Saturday, January 5, 2008

The Spider Has Legs

The Spider Has Legs

I finally got around to slicing this .050" steel into three spider legs, and attaching them to the diagonal holder.


Click to enlarge


Obviously, I still have to paint everything flat black. Those are 8-32 screws holding the legs to the diagonal holder. It was very satisfying to drill the holes in the legs by measuring .500" from the bottom edge, drilling a hole, then measuring another 1.000" over, and drilled another hole. Because I had used precision tools to drill the holes in the diagonal holder, everything just screwed right in, with no obvious discrepancies in location. Since all three legs are identical, I taped them together, and drilled all of them at once.

Here you can see the one asymmetry.


Click to enlarge


There are two set screws used for making fore/aft adjustments to the mirror position, at the top of the Delrin piece that holds the 1/4"-20 screw in position. The set screws are on opposite sides of the cylinder. I didn't plan quite far enough ahead, so I had to drill another hole in one of the spider legs to make sure that I could get access to both set screws.

If it looks like the legs in the picture immediately above aren't in the same plane, that's a perspective problem. They are actually within a few thousandths of an inch of the same position relative to that Delrin cylinder.

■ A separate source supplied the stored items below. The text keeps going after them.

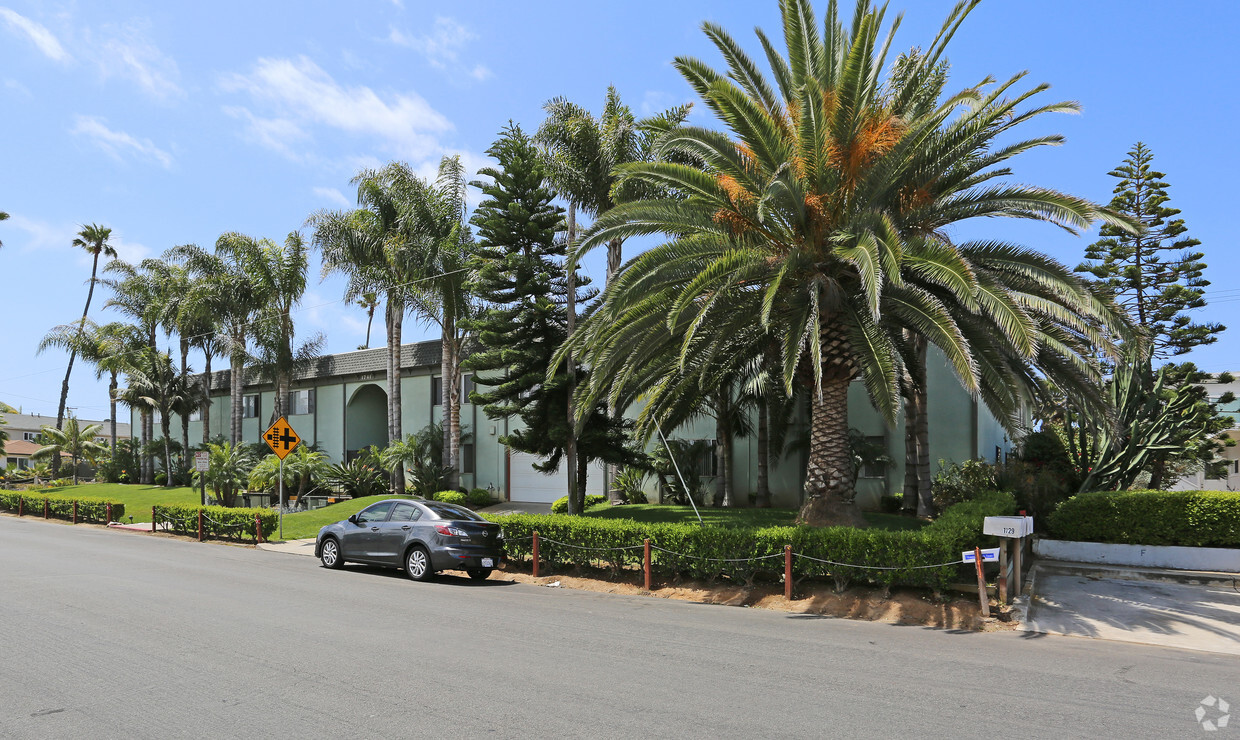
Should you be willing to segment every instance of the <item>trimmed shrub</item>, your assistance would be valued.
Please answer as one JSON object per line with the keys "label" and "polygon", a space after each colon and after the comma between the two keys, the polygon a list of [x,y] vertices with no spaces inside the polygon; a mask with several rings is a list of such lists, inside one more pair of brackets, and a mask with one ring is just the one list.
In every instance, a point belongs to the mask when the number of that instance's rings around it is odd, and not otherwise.
{"label": "trimmed shrub", "polygon": [[470,506],[490,506],[492,503],[491,492],[485,488],[475,488],[469,492],[466,496],[466,500],[469,502]]}
{"label": "trimmed shrub", "polygon": [[168,522],[169,531],[198,536],[198,512],[202,511],[202,532],[217,539],[254,539],[254,517],[258,517],[263,540],[271,538],[280,518],[274,509],[238,509],[228,506],[158,504],[155,521]]}
{"label": "trimmed shrub", "polygon": [[1050,516],[1051,536],[1116,545],[1240,547],[1240,493],[1082,493]]}
{"label": "trimmed shrub", "polygon": [[939,472],[930,483],[935,511],[946,511],[962,501],[972,501],[978,494],[998,488],[995,467],[985,460],[954,463],[939,460]]}
{"label": "trimmed shrub", "polygon": [[[599,504],[605,504],[605,503],[607,503],[606,496],[596,496],[592,493],[586,494],[586,508],[587,509],[593,506],[598,506]],[[551,502],[551,513],[552,514],[567,514],[568,513],[568,496],[561,496],[557,498],[555,501],[552,501]]]}
{"label": "trimmed shrub", "polygon": [[48,513],[57,519],[73,519],[73,502],[78,502],[79,522],[105,522],[108,518],[108,504],[112,505],[112,520],[119,520],[125,515],[125,504],[108,498],[73,496],[57,496],[54,493],[38,493],[31,491],[0,491],[0,509],[16,512],[18,499],[23,499],[24,513],[43,515],[43,502],[47,501]]}
{"label": "trimmed shrub", "polygon": [[466,496],[460,491],[439,491],[435,494],[435,500],[442,501],[445,504],[459,504],[463,506]]}
{"label": "trimmed shrub", "polygon": [[[661,575],[705,580],[727,577],[751,583],[758,577],[778,578],[783,573],[784,546],[792,545],[793,552],[807,556],[793,559],[796,579],[830,577],[841,589],[852,581],[938,589],[959,577],[960,566],[955,561],[961,551],[993,546],[994,538],[981,534],[982,518],[1011,514],[1015,507],[1011,494],[981,493],[915,531],[703,527],[559,514],[510,514],[492,521],[503,527],[506,551],[514,558],[531,556],[530,537],[537,531],[540,557],[553,568],[598,563],[615,570],[640,567],[642,540],[649,538],[655,548],[651,567]],[[951,564],[924,567],[940,563]]]}
{"label": "trimmed shrub", "polygon": [[903,493],[887,493],[878,499],[878,510],[884,514],[899,514],[903,505]]}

The .050" steel isn't stiff in the sense of extraordinarily rigid; that would mean something quite a bit thicker. Instead, better spider designs (as I fancy mine is) rely on tensioning the legs. Once I have the upper tube assembly (scheduled for January 18th delivery), I will bend the ends of the legs to a right angle, and bolt them to the inside of the tube. By having all three legs under similar tension, the diagonal holder will be in a very non-flexible position. Because the legs are 2" high, there's considerable resistance to rotation across the optical path, which is the most important direction.